終演後、意識よりも先に足がパンフレットを買いに一直線にカウンターまで向かっていた。

興奮気味で家路につく中書き留めたメモを辿りながら、感じたことを記録しておこうと思う。


(作品本編のシナリオに言及している部分があります。鑑賞前の方はご注意ください)


あらすじ

自ら命を絶った不幸な若き女性ベラは、天才外科医ゴッドウィンの手によって、奇跡的に蘇生する。
ゴッドウィンの庇護のもと日に日に回復するベラだったが、「世界を自分の目で見たい」という強い欲望に駆られ、放蕩者の弁護士ダンカンの誘惑で、ヨーロッパ横断の旅に出る。

急速に、貪欲に世界を吸収していくベラは、やがて時代の偏見から解き放たれ、自分の力で真の自由と平等とを見つけていく。
そんな中、ある報せを受け取ったベラは帰郷を決意するのだが───。

公式パンフレットより

直感のままに確立されゆく自己

蘇った当初のベラは、未熟な発達段階の脳と大人の女性の身体を持ち、ゴッドウィンの研究対象として邸宅に幽閉され過ごしていた。
その際目立ったのは、幼ながらの好奇心による攻撃性や残虐性。

次第に性的欲求を覚え、まっさらな状態から導き出した快楽を貪る。その姿に、後ろめたさや恥じらいは一切見られない。


やがて冒険の旅に繰り出したベラ。
暫くの間、駆け落ち相手のダンカンとの“熱烈ジャンプ”に明け暮れる日々が続くも、客船内で高貴な老婦人・マーサと黒人の青年ハリーに出逢い、知性を獲得する愉悦や格差社会の実情などを実体験をもって学習していく。

束の間の航海を経て降り立ったパリではセックスワーカーとして働き、あれほど陶酔していた性行為を金稼ぎの手段として捉え、他者の性的欲求を俯瞰的に見つめる。

そして経済的に自立してからは学問を志すようになり、ラストシーンの安全基地めがけて物語が加速していく。



一貫して映し出されるのは、直感の呼び声にいかなる時も忠実であり続け、厳格な社会規範や文化的慣習には囚われずに自己を確立していく。
そんな一人の人間の成長の有り様であり、抑圧を感じながら生きる全ての人を鼓舞する希望の光でもある。

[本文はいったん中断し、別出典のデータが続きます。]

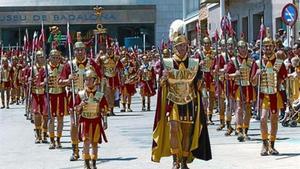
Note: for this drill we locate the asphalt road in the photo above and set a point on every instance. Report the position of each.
(129, 145)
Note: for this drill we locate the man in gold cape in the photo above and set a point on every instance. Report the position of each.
(180, 126)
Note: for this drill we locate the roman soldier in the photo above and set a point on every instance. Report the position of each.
(15, 92)
(128, 80)
(6, 77)
(206, 63)
(229, 84)
(180, 120)
(218, 72)
(58, 99)
(111, 68)
(272, 73)
(147, 81)
(80, 64)
(39, 100)
(239, 69)
(92, 107)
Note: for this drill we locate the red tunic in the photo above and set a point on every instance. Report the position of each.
(219, 62)
(8, 83)
(273, 98)
(128, 88)
(67, 71)
(114, 82)
(147, 87)
(39, 101)
(58, 102)
(89, 126)
(248, 91)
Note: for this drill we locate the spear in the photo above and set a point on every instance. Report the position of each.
(217, 75)
(71, 70)
(31, 74)
(47, 72)
(260, 65)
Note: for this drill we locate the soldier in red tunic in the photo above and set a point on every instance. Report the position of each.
(39, 100)
(111, 68)
(272, 73)
(80, 64)
(92, 108)
(147, 81)
(58, 99)
(218, 72)
(15, 91)
(208, 92)
(239, 69)
(128, 80)
(5, 82)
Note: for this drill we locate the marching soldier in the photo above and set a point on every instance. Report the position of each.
(39, 100)
(5, 82)
(129, 78)
(230, 105)
(92, 108)
(178, 134)
(218, 72)
(147, 81)
(15, 91)
(206, 67)
(111, 68)
(239, 69)
(80, 64)
(272, 73)
(58, 100)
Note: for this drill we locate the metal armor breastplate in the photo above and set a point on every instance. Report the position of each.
(109, 67)
(91, 110)
(269, 81)
(181, 87)
(208, 61)
(146, 73)
(129, 76)
(245, 68)
(15, 74)
(54, 87)
(79, 71)
(36, 89)
(5, 75)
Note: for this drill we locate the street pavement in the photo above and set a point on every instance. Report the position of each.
(129, 145)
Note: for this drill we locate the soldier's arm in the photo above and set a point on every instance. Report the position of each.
(64, 75)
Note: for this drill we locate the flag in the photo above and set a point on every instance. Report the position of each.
(197, 27)
(162, 44)
(262, 31)
(230, 28)
(41, 39)
(69, 39)
(216, 37)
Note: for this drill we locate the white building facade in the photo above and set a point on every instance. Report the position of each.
(122, 18)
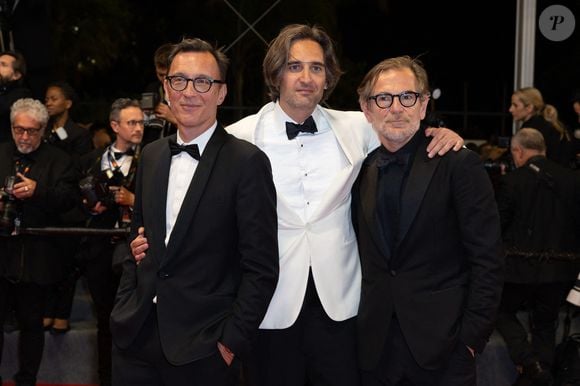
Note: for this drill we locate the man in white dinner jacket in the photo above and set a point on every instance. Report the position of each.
(316, 153)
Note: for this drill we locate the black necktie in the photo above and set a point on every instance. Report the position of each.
(119, 154)
(292, 129)
(391, 174)
(192, 150)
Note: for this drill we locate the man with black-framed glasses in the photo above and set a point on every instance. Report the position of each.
(204, 231)
(39, 180)
(308, 333)
(429, 240)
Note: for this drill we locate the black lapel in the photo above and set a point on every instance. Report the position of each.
(419, 178)
(196, 188)
(368, 197)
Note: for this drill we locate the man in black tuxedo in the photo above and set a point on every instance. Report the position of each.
(539, 207)
(45, 187)
(429, 239)
(205, 216)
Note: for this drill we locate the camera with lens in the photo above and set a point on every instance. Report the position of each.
(8, 211)
(148, 102)
(95, 188)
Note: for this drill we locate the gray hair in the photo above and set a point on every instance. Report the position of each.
(31, 107)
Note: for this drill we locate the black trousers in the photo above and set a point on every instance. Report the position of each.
(27, 299)
(315, 351)
(544, 302)
(398, 367)
(144, 364)
(96, 266)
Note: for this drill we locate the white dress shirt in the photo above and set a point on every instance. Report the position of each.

ベラの驚くべき成長過程を見せる上で、人生で初めて得た快楽である「性欲」に対する価値基準の変容は、シナリオの根幹たり得る。

そういう意味で、過激な性描写の多用も必然性がある。

突き進む人と赦す人

ベラの冒険への渇望は止まることを知らず、場所や対象を変えながら、未知の領域へと果敢に突き進み続ける。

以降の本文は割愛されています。